With the last change in camp for Duffy happening before he went on to pursue boxing, there was a huge shift aesthetic of his style when he returned in last year. Having only banked a few weeks training in Montreal thus far, Duffy maintained the advancements might not be as visually drastic this time around, but changes have certainly been made.
He said: “I certainly feel a lot sharper after my time there, but I don’t know if the changes will be visible in my game yet. I can fell the improvements, but obviously I’ve not been watching myself spar so I’m not sure how it will look visually.
“I feel really good though, and I feel like everything has moved into the right place. There have been a lot of little tweaks that I’ve made since being in Canada and I really feel like they’ll make all the difference on the night.”

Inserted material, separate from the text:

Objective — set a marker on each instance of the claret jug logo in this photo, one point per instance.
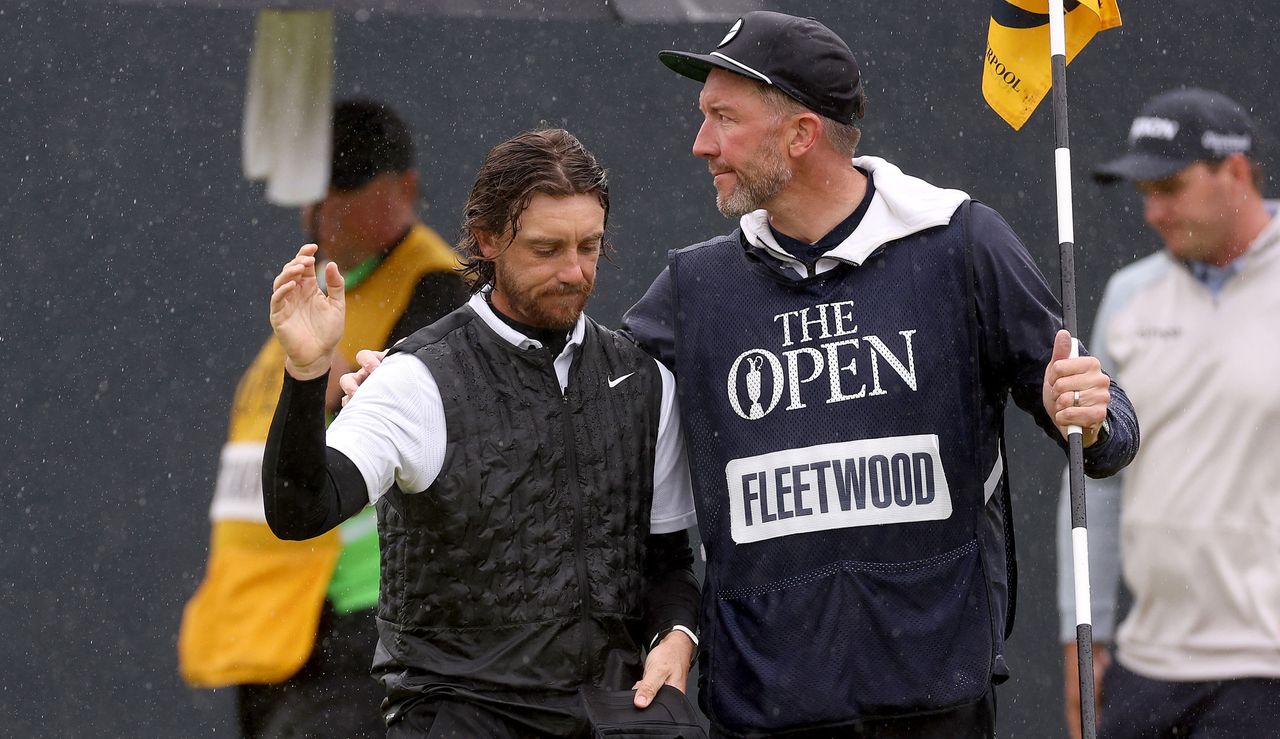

Speaking to coach Eric O’Keefe of Tristar, the Montreal facility would be happy to see the Irishman return. O’Keefe also highlighted that he believes that Duffy, already one of Europe’s top prospects, can go from strength to strength with more time in Canada.
“Joe told me that he will be back over to us within a month after this fight,” said O’Keefe. “I’ve made a list, Firas (Zahabi) has made a list and Joe has made a list of things we want to work on after this fight. We didn’t want to show him before the fight in case it makes him do things differently.
“I’m really excited about working with him again in the future. He’s got a great enthusiasm for the sport and since he’s been over here he’s been like a kid in a candy store!
“Obviously when he first came over he training with everyone for the first time, there were some people causing him problems. What’s been really exciting is watching him progress as the weeks have gone by. Sometimes you’ve got to point it out him.
“Just the other day I asked him what how he had done in a round of sparring he just had. He was saying ‘yeah, I’m pretty pleased with it’, and I said to him, ‘do you remember how you did against that guy when you first got here?’
“It’s hard to see your own improvement sometimes so you’ve got have people say it to you. He’s come on a lot in such a short space of time and I think you’re going to be able to see that quite clearly on Saturday night.”